Z kuşağının en büyük mensubu bugün 19 yaşında. Ben 19-20 yaşlarındayken dünyanın ne kadar farkındaydım diye düşündüğümde ise cevap hiç de iç açıcı değil. Y kuşağı mensu­bu olarak biz, bu kadar farkında olarak yetiş­tirilmedik. Hoş, Z kuşağını ne kadar yetiştire­bildik veya yetiştirebiliyoruz, o da bu yazının konusu işte.

Z kuşağı hızlı, teknolojiyi parmağının ucun­da oynatıyor. Z kuşağının neredeyse yarısı akıllı telefonlardaki parmak hareketleriyle yaşanan bir dünyaya doğdu. Eskiler sabahlara kadar sohbetler ederek sosyalleşirlerdi, bizler sabaha kadar elimizde telefonla yalnızlığımız­da yok olma tehlikesindeyiz. Sosyal ağlarda­ki yüzlerce, binlerce takipçi bizimle iletişim kurmaktan çok uzakta. Kendimiz gibi olmayı bırakalı ve başkaları için yaşamaya başlayalı epey bir müddet oldu. Fakat Z kuşağı zehir gibi akıllı. İçine doğdukları bu teknolojiyi yönetmesini çok iyi biliyorlar. Onlar dünyayı böyle bildi, bizim gibi ya da bizden eski ku­şaklar gibi adapte olmak zorunda kalmadı. Tabii onların da başka mücadeleleri var; iklim değişikliğinin etkileriyle yaşamak zorundalar. Kaldı ki, hiç katkıları olmayan bir yıkımın et­kilerini düzeltmelerini bekliyoruz. İşte bura­da destek olmak boynumuzun borcu.

Sanılanın aksine, telefonla haşır neşir olma­sına rağmen yalnızca onunla mutlu olmayan bir nesil aslında Z kuşağı; yüz yüze iletişimi, paylaşımda bulunmayı, öğrenmeyi ve üret­meyi oldukça değerli görüyorlar. Yaşları genç, enerjileri yüksek. Yalnızca yol gösterilmeye ihtiyaçları var. Bu yol gösterme ise ancak eği­timle sağlanabilir. Eğitim dediğimiz kocaman olgu aslında öğrencilere hayatta kalma ve on­lara kendilerinin en iyi hallerine ulaşabilme­leri için gerekli olan becerileri kazandırması beklenen uzunca bir süreç. Üzerine araştır­malar yapılan, sayfalarca kitaplar yazılan eği­timin nihai amacı budur. Peki bunu ne kadar sağlayabiliyoruz?
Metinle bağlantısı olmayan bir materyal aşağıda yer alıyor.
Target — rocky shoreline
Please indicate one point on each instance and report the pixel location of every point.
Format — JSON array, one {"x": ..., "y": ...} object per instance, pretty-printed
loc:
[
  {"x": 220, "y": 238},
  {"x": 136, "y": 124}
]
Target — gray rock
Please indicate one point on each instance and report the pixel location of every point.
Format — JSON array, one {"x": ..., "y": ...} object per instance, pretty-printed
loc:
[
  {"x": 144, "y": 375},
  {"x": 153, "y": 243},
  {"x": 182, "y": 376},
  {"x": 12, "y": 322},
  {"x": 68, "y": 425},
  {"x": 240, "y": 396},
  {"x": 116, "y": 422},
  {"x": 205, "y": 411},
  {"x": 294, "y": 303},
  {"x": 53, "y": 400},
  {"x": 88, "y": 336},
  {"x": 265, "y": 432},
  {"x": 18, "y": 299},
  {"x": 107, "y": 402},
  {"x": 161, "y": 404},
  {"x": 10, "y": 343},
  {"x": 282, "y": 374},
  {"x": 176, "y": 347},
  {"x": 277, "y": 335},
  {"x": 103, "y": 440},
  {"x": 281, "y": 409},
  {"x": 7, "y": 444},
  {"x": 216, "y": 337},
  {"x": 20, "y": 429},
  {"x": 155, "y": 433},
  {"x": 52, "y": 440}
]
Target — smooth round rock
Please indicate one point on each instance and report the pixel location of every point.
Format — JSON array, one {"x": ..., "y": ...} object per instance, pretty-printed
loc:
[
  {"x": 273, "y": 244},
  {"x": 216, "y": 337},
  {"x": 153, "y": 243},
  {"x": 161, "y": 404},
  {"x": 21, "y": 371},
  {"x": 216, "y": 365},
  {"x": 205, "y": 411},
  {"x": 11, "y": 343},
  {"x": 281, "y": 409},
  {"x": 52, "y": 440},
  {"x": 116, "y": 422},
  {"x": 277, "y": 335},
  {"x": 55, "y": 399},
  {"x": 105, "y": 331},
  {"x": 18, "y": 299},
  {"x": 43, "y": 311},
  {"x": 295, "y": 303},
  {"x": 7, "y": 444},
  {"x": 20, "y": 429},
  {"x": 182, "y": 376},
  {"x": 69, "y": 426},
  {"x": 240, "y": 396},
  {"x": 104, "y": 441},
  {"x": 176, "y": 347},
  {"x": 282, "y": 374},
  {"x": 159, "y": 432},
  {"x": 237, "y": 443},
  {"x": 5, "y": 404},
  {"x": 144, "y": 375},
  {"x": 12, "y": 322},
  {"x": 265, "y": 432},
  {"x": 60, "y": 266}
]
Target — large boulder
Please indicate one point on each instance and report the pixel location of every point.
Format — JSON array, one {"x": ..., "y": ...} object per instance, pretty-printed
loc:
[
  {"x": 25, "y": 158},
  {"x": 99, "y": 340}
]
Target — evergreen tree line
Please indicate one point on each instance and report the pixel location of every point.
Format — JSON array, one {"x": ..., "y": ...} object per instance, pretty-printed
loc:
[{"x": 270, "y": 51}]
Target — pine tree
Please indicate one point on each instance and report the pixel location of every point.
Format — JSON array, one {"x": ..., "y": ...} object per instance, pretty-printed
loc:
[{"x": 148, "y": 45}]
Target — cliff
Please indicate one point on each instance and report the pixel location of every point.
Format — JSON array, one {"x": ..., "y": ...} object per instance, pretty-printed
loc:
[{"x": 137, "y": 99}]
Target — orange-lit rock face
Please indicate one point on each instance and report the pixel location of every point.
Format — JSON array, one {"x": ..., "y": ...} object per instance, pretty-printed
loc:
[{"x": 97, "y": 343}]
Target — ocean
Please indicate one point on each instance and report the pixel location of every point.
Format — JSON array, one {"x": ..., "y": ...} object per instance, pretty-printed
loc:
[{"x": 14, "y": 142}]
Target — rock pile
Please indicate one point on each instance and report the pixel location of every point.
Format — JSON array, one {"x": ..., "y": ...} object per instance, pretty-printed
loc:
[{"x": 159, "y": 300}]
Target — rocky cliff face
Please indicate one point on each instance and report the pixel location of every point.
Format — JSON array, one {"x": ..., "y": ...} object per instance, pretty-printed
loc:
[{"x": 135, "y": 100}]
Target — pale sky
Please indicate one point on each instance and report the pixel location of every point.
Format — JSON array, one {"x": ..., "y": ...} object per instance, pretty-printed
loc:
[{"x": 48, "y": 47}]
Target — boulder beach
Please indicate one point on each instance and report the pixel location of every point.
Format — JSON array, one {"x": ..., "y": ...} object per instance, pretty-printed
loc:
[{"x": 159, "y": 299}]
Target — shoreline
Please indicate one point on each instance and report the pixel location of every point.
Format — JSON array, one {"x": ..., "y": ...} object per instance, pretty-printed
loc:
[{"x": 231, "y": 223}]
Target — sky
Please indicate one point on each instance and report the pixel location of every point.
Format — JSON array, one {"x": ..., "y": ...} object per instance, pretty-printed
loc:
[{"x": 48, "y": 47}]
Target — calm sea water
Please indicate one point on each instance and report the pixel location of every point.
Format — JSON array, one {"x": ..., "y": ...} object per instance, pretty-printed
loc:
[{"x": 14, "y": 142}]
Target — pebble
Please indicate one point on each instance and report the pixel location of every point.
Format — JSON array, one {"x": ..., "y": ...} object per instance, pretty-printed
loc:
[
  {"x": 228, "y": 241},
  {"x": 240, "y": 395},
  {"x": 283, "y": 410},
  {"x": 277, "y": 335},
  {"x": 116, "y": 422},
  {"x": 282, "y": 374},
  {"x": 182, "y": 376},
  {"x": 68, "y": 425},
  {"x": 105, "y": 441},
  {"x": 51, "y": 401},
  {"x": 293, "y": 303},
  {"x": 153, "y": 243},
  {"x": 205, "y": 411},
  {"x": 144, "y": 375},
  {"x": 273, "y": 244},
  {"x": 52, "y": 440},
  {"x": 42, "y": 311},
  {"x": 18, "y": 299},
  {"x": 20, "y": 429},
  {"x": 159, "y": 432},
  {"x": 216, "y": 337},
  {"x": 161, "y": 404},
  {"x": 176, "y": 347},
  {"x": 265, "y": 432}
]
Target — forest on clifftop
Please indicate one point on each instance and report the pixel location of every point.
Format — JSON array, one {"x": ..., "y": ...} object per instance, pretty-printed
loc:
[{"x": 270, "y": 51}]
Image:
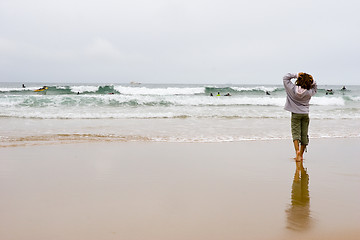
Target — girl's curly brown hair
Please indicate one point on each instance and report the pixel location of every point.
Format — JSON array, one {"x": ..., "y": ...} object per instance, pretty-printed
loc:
[{"x": 304, "y": 80}]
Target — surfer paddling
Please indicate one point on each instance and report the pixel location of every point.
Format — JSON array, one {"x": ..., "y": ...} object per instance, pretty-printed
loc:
[{"x": 297, "y": 102}]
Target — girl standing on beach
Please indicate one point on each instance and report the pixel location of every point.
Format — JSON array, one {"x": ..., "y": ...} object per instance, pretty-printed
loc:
[{"x": 297, "y": 102}]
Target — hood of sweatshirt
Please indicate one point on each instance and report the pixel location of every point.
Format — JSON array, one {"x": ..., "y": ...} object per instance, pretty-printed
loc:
[{"x": 300, "y": 92}]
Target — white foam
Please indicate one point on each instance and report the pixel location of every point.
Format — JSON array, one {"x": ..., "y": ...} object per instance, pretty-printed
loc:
[
  {"x": 82, "y": 89},
  {"x": 159, "y": 91},
  {"x": 328, "y": 101},
  {"x": 257, "y": 88}
]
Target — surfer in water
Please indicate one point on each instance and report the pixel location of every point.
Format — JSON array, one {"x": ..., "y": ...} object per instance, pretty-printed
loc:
[{"x": 297, "y": 102}]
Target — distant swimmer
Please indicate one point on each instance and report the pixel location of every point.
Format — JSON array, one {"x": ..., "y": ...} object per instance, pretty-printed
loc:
[{"x": 329, "y": 92}]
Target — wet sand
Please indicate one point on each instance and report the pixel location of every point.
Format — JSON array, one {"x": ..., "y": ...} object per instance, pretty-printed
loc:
[{"x": 162, "y": 191}]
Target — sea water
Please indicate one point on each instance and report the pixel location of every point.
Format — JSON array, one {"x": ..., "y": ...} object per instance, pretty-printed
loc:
[{"x": 167, "y": 112}]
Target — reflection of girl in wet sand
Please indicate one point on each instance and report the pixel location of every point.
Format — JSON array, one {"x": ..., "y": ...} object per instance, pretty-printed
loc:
[
  {"x": 298, "y": 214},
  {"x": 297, "y": 102}
]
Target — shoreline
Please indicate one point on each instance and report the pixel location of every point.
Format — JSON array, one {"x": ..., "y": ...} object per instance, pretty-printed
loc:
[{"x": 161, "y": 190}]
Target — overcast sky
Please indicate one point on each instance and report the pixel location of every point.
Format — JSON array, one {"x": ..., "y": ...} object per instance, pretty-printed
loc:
[{"x": 181, "y": 41}]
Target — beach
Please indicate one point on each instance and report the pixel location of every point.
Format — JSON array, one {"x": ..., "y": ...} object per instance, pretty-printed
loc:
[{"x": 163, "y": 190}]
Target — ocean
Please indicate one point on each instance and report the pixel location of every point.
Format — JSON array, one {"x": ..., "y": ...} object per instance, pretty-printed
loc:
[{"x": 166, "y": 112}]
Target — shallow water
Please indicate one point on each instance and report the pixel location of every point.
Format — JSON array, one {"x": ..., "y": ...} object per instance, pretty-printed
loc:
[{"x": 166, "y": 113}]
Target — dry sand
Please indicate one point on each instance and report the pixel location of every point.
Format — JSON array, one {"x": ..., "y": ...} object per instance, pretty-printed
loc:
[{"x": 170, "y": 191}]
Milli Eğitim Bakanı Ziya Selçuk öğretmen eğitimleri ile ilgili konuştuğu bir videoda ko­nunun önemini şöyle vurguluyor; “2023 viz­yonunda öğretmenleri merkeze alan bir bakış açısıyla yol alacağız dedim. Çünkü bir öğ­retmene fırsat verilirse, değer verilirse neler yapabileceğini, hangi kapıları açabileceğini ve öğrencilerini, sınıfını hatta okulunu nere­lere götürebileceğini biliyorum.” Dolayısıyla öğretmenler önemli. Çok konuşulan ve ideal eğitim sistemi diye örnek gösterilen Finlandi­ya eğitim modelinin çok önemli ölçüde öğret­men güçlendirmesi üzerine kurulu olmasına da şaşırmamak lazım.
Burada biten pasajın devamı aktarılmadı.